In spite of tolerating miscellaneous hardships, these migrants do their best to save some money and send as much remittance to their loved ones back in the countries of origin as possible for them. “Remittances”, as defined by Peggy Levitt (professor and chair of the sociology department at Wellesley College, Massachusetts, USA) in The International Migration Review, “are normally considered as money or goods that migrants send back to families and friends in origin countries. However, remittances can be defined beyond just being goods or money, as they can also be of a social nature, such as the ideas, behaviour, identities, social capital and knowledge that migrants acquire during their residence in another part of the country, or abroad, that can be transferred to communities of origin” (Levitt, 1998: 927).
Remittances sent by migrants back to their loved ones in origin countries account for a huge portion of the economies of the relevant countries. According to the statistics by World Bank, 2021, published on migrationdataportal.org on 3 June, 2021, the top five recipient countries for remittance inflows in 2020, in current USD were India (83 billion), China (60 billion), Mexico (43 billion), the Philippines (35 billion) and Egypt (30 billion).

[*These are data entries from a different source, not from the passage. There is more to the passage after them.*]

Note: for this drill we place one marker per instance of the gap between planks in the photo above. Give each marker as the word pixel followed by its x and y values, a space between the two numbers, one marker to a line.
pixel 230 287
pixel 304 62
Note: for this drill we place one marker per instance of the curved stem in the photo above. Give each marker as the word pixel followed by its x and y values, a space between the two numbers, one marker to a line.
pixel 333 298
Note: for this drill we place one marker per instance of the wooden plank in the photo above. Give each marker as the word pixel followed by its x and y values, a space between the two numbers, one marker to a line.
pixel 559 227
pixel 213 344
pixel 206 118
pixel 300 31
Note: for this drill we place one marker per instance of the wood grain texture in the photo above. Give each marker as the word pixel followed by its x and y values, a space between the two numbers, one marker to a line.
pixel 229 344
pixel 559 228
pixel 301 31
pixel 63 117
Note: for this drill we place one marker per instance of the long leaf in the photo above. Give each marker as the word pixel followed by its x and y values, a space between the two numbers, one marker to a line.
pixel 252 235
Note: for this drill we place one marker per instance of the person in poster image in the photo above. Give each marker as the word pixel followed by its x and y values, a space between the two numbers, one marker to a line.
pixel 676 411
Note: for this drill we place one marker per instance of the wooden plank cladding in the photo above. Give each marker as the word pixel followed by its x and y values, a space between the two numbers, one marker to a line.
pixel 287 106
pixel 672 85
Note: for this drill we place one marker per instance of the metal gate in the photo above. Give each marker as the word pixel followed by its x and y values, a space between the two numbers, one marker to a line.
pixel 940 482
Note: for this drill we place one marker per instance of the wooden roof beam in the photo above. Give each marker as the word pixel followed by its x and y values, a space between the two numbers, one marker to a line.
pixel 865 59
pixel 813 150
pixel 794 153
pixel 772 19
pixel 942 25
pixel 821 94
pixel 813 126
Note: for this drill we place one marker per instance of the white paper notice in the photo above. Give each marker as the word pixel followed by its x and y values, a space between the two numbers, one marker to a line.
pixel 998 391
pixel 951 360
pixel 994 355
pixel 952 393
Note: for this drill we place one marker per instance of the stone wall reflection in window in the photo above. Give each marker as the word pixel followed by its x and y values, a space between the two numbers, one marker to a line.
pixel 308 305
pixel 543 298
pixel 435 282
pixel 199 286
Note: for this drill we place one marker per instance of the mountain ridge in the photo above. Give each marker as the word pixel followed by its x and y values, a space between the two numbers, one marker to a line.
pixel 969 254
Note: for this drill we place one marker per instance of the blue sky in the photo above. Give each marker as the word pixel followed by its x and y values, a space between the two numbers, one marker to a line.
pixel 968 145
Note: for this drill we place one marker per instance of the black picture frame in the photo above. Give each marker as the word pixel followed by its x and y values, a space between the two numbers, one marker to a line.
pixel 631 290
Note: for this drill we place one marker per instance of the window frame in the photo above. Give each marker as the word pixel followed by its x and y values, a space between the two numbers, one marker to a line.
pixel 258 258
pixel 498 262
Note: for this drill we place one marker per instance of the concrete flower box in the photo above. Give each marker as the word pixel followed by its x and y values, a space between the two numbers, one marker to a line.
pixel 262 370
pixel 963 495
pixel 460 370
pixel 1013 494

Similarly, in 2020, the top three source countries for remittance outflows in current USD were the United States (68 billion), the United Arab Emirates (43 billion) and Saudi Arabia (35 billion).
Despite massive sacrifices made by migrants for the sake of betterment, comfort and better living conditions of their families, other relatives and friends, the majority of them are not treated fairly and with justice by their such loved ones in their origin countries, particularly in south Asian countries, like India, Pakistan, Bangladesh and Afghanistan.
There are countless examples of the abuse and exploitation of the migrants and their nuclear families at the hands of their loved ones. For instance, many migrants are robbed of their properties, inheritance, wealth and other such rights by their own brothers, sisters and, in some cases, by their parents, as reported by many eye witnesses and the migrants themselves in certain parts of Pakistan.
In many cases, the wives, daughters and other female family members of some migrants have been physically assaulted, sexually abused, mentally tortured and maltreated by the brothers, parents (especially fathers of the migrants), other relatives and friends of these migrants.
In most cases, the wives and children of the migrants are not treated well and cared for by their so-called loved ones in their absence, even though this might be their legal, religious, social and moral responsibility to do so. There are also many examples of murders, physical injuries and other immoral treatment of migrants at the hands of their loved ones, whenever these migrants have tried to ask and demand for their basic rights, like the ownership of their properties, inheritance, wealth and other valuable assets.
This is the reason why every migrant can tell you a shocking story about their abuse at the hands of their family members, other relatives and friends when asked. Thus, most of the loved ones of a migrant behave like parasites rather than being as grateful human beings towards migrants.